What I missed as a child is that in the silent gap is where faith was found.  " Where there is no opportunity for doubt, there is no longer any opportunity for faith either. Faith demands uncertainty."
So it is that God has blessed my life with uncertainty, trial, silence, and grief.  That is a crazy statement I know, but if it hadn't been for the tragedy and darkness I would still be craving milk from God instead of having the mature faith, the hang-on-at-any-cost faith.  That kind of faith is what is pleasing to God.  That is what God desires of us, and what is best for us.  That is why we can believe that "all things work together for our good."  In the long silent gaps of pain God is taking us from children to adults, from milk to the fruit of the spirit.  It is not a fun or easy process, but I am finding that it is priceless.  It has changed me. It has changed the way that I read the Bible, relate to God, relate to people. 

Jesus.  That is who it always comes back to.  He hung from a cross, a time of intense tragedy and darkness where He cried out to God "why have you forsaken me?".  Jesus was acquainted with grief and God's silence.  But at the end of that was the ultimate triumph.  Easter Sunday- Jesus rose from the dead and is alive!  " The evils and suffering that afflict our lives are so real and so significant to God that he willed to share them and endure them himself."  I have never been more convinced of the realness of God, and  His love for me, not even when I was a child. 

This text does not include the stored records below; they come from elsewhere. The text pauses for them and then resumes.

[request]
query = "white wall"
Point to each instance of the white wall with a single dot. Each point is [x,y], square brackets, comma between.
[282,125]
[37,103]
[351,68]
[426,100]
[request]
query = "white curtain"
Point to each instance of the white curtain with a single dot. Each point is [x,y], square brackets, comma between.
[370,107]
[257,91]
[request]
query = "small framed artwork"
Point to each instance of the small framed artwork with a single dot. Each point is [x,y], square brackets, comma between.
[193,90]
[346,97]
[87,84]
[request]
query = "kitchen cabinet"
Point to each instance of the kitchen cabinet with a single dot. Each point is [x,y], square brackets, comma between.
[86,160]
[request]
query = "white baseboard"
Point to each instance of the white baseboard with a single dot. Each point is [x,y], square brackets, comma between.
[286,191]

It is hard to grow up, but I would not change the fruit of the spirit that is growing in my life now for the spiritual milk of my childhood.

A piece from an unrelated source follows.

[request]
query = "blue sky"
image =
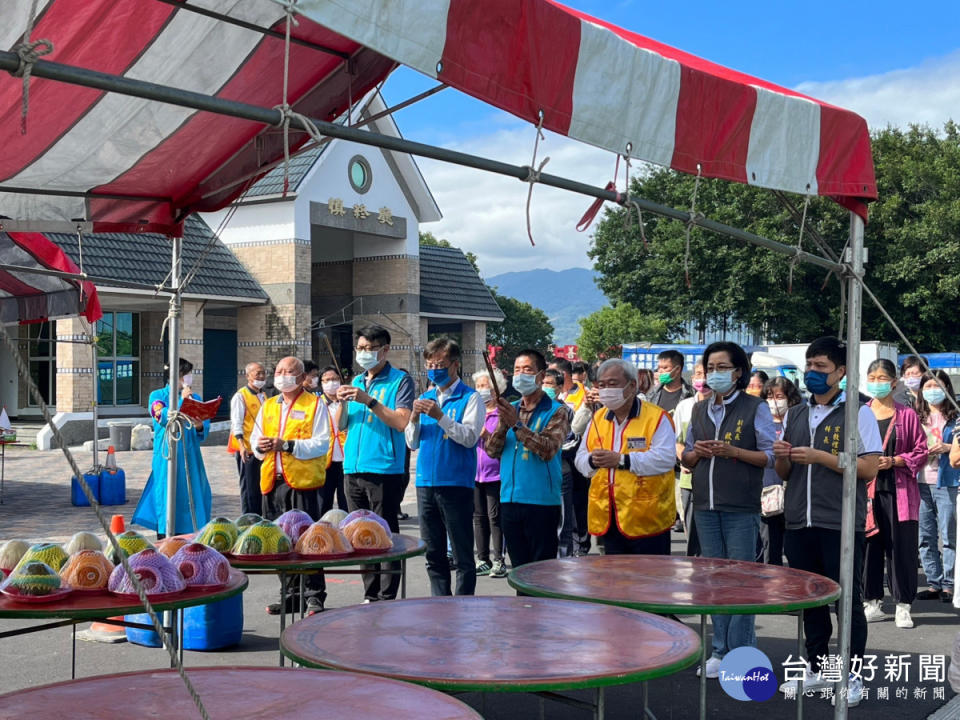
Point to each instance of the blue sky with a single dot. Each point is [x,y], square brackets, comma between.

Hebrews 5:12-14 (New Living Translation)


"You have been believers so long now that you ought to be teaching others. Instead, you need someone to teach you again the basic things about God’s word. You are like babies who need milk and cannot eat solid food. For someone who lives on milk is still an infant and doesn’t know how to do what is right. Solid food is for those who are mature, who through training have the skill to recognize the difference between right and wrong."

1 comment:

  1. Sarah Kerns sent me to your blog a while back, but this is the first chance I've had to read it. I needed to read this post. I'm in the dungeon at this point with faith that God loves me but no hope left that He will ever bring me out of it, so it helps to be reminded that He brought Abraham, Joseph, and Moses out of theirs.